I found Jakobson's discussion of the interests of different Chinese entities (party, state, provincial, law enforcement, commercial plus the media) helpful, and whether or not one agrees with her conclusions regarding the absence of a comprehensive strategy, those seeking a clearer understanding of the various Chinese institutional interests involved in the maritime domain should read this report with care. I am working on a project related to President Xi Jinping's call for China to become a 'maritime power,' and found Jakobson's work extremely useful.
Based on my own experience in the US Government, I find Jakobson's argument credible that various entities in China are pushing their own maritime interests while remaining within broad, and often vague, policy guidelines established by Xi. That is what good bureaucrats do. Within the US security establishment, hitching one's bureaucratic interests to authoritative Administration policy guidelines is normal procedure.
But in the US, if one goes too far and causes embarrassment or a political dust-up, it can be professionally damaging. Jakobson seems to suggest that Xi and policy makers at the highest level in China find it difficult to discipline entities that announce or execute embarrassing or counterproductive stances associated with 'safeguarding China's sovereignty in the maritime domain.' I am not sure this argument holds up, given what Xi is willing to take on in his anti-corruption campaign.
But whether Jakobson is right or wrong, detailed plan or no detailed plan, China's actions in the East and South China Seas have had strategic effects. China has changed facts 'on the water' to its advantage and at the same it has riven ASEAN on South China Sea maritime issues. And it has apparently gained wide public support with its tough stance on sovereignty claims.
However, from my perspective an argument can be made that the biggest strategic effect has been negative for Beijing. It has energised the Obama Administration's security relationship with the Philippines and encouraged most of China's neighbours seek closer ties with the US. It has reawakened Indonesia's concerns about the nine-dash line as well as its maritime frontier, and allowed Malaysia to become a new favourite of the Obama Administration, signing it up as a 'comprehensive partner.'
So if Jakobson is right, will Xi and the Politburo Standing Committee come to the judgment that greater centralised control over its South China Sea actors is necessary to redress the adverse strategic effects of China's approach? In other words, will Beijing follow the first rule of trying to get out of a hole and stop digging?
Perhaps the digging has already stopped. The regional policies announced by Xi at November's APEC and G20 summits suggest it may have. If the current smile campaign with Southeast Asian neighbours continues, this would suggest that Jakobson's analysis is correct, and the centre is cracking down on counterproductive activities.

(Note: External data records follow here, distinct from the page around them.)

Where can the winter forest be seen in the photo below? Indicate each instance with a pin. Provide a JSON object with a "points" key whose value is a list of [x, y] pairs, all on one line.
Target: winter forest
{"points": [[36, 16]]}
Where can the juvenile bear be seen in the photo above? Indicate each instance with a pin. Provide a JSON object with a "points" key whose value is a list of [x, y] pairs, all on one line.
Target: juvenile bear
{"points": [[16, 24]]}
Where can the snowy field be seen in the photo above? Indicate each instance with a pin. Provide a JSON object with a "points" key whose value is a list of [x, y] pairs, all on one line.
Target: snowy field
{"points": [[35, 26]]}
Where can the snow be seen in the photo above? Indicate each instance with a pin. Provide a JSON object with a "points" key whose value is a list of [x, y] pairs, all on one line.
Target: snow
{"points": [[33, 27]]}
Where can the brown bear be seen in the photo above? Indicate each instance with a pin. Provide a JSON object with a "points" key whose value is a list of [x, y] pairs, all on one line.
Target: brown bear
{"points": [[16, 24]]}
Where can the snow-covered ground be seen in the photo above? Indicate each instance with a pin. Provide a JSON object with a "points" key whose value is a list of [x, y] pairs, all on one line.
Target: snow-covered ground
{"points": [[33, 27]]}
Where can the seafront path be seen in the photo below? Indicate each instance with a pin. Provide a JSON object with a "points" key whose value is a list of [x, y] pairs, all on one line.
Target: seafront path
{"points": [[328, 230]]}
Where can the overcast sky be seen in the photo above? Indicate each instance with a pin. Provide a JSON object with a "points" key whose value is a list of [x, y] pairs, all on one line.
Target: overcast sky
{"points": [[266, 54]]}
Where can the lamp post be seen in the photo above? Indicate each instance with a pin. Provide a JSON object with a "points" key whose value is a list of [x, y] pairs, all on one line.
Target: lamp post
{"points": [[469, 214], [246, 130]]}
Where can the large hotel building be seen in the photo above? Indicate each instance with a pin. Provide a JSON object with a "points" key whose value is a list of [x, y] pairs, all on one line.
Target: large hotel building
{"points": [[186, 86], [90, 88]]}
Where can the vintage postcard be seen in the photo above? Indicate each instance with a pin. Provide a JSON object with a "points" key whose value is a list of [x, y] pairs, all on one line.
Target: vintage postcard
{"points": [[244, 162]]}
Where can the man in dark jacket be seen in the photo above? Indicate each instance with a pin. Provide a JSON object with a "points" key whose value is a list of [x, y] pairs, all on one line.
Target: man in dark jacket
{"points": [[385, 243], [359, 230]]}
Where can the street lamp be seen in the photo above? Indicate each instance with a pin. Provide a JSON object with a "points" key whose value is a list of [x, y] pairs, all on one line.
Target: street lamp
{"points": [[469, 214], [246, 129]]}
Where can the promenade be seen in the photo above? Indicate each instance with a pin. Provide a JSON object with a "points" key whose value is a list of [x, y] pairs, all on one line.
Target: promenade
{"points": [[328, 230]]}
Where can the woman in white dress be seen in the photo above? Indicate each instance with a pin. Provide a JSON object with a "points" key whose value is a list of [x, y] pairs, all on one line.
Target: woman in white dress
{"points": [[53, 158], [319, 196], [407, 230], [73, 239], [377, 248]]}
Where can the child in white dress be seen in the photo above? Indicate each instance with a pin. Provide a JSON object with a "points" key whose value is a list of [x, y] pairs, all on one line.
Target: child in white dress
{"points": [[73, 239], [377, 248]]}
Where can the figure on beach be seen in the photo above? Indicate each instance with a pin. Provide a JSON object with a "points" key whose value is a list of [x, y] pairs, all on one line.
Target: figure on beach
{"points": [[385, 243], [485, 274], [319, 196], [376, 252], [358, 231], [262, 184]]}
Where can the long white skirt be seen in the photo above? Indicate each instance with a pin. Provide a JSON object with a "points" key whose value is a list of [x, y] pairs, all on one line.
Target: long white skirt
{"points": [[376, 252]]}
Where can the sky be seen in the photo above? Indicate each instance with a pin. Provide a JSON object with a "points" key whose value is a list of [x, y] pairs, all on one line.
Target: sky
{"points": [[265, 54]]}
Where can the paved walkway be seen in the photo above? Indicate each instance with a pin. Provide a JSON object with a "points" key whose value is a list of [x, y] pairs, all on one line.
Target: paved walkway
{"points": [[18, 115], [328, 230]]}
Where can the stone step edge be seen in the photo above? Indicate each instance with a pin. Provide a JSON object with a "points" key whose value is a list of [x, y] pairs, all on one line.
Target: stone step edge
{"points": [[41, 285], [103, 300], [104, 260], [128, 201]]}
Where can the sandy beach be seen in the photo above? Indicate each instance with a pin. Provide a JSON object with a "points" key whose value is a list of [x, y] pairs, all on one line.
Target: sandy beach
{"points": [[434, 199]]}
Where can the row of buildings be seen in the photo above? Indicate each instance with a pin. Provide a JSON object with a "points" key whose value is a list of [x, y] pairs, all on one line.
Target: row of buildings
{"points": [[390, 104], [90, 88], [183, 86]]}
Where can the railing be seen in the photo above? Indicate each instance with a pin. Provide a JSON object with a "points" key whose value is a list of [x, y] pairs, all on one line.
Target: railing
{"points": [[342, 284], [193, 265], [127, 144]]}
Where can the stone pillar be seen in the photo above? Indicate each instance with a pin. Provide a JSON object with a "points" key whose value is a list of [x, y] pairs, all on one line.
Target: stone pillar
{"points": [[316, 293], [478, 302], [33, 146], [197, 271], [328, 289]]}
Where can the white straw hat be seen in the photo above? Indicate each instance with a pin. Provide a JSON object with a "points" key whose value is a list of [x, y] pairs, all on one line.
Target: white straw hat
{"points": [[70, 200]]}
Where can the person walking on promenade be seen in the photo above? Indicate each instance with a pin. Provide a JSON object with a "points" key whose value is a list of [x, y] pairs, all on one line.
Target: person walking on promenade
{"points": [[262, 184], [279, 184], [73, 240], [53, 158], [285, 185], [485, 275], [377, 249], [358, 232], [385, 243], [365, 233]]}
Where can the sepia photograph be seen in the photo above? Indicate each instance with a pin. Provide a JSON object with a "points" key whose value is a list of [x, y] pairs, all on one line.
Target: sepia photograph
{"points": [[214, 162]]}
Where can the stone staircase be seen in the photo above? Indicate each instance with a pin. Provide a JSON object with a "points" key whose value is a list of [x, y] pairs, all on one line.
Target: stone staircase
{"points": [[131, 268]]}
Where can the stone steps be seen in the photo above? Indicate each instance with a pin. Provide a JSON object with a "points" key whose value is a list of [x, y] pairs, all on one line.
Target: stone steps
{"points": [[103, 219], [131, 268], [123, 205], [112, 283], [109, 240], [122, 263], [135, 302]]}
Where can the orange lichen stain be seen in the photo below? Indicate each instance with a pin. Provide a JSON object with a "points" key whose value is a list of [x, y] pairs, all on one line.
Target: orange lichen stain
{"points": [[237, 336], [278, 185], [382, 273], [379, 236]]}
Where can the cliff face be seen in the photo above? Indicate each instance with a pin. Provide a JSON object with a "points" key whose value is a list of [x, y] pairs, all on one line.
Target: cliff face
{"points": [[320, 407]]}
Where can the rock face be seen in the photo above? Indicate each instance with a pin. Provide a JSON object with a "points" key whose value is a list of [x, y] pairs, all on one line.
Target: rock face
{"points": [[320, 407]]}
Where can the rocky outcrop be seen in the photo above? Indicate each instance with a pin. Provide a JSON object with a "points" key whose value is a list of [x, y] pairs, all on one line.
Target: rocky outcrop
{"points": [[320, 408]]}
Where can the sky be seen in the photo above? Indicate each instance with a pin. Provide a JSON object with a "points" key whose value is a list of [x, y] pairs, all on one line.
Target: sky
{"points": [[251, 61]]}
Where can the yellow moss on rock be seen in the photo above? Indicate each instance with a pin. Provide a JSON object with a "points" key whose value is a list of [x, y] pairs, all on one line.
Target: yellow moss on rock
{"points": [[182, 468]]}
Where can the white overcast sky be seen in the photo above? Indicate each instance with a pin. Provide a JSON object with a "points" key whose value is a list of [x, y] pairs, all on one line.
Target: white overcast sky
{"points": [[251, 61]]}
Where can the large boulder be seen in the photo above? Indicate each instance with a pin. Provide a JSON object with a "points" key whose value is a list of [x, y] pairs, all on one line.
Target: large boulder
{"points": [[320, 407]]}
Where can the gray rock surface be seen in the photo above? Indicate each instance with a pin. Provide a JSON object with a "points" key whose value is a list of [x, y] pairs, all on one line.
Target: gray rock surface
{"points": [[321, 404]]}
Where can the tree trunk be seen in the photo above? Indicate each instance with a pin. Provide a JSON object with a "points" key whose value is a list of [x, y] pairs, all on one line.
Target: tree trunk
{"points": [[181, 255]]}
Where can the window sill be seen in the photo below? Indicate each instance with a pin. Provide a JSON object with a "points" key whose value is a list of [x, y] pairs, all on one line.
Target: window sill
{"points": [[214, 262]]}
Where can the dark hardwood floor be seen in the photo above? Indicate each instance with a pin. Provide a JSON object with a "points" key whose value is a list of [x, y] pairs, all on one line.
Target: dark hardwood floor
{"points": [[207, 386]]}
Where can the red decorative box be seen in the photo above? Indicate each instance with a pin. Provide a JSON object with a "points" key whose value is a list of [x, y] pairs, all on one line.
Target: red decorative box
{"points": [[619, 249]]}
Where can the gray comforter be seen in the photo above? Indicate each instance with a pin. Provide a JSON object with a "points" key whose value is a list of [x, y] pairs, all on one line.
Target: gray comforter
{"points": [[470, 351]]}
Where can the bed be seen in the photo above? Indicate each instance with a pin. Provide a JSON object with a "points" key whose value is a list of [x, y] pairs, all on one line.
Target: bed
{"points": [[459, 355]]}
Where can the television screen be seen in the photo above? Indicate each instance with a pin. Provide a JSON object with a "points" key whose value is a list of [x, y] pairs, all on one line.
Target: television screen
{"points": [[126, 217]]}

Will this last, and is it a tactical or strategic change of policy aimed at assuaging concerns raised over the last two years of assertive maritime policies?
My bet is on tactical, because I think Xi and company are not all that worried about relations with China's neighbours. The realities of geography, military and vast economic power yield China essentially permanent advantages over its near neighbours. They are always going to live in the shadow of China, and their economies will continue to be become more closely integrated with China's. China's neighbours will always need Beijing more that it needs them. This leverage means that over the long term, whether control is centralised or not, China's strategic approach to maritime issues will leave little room for compromise.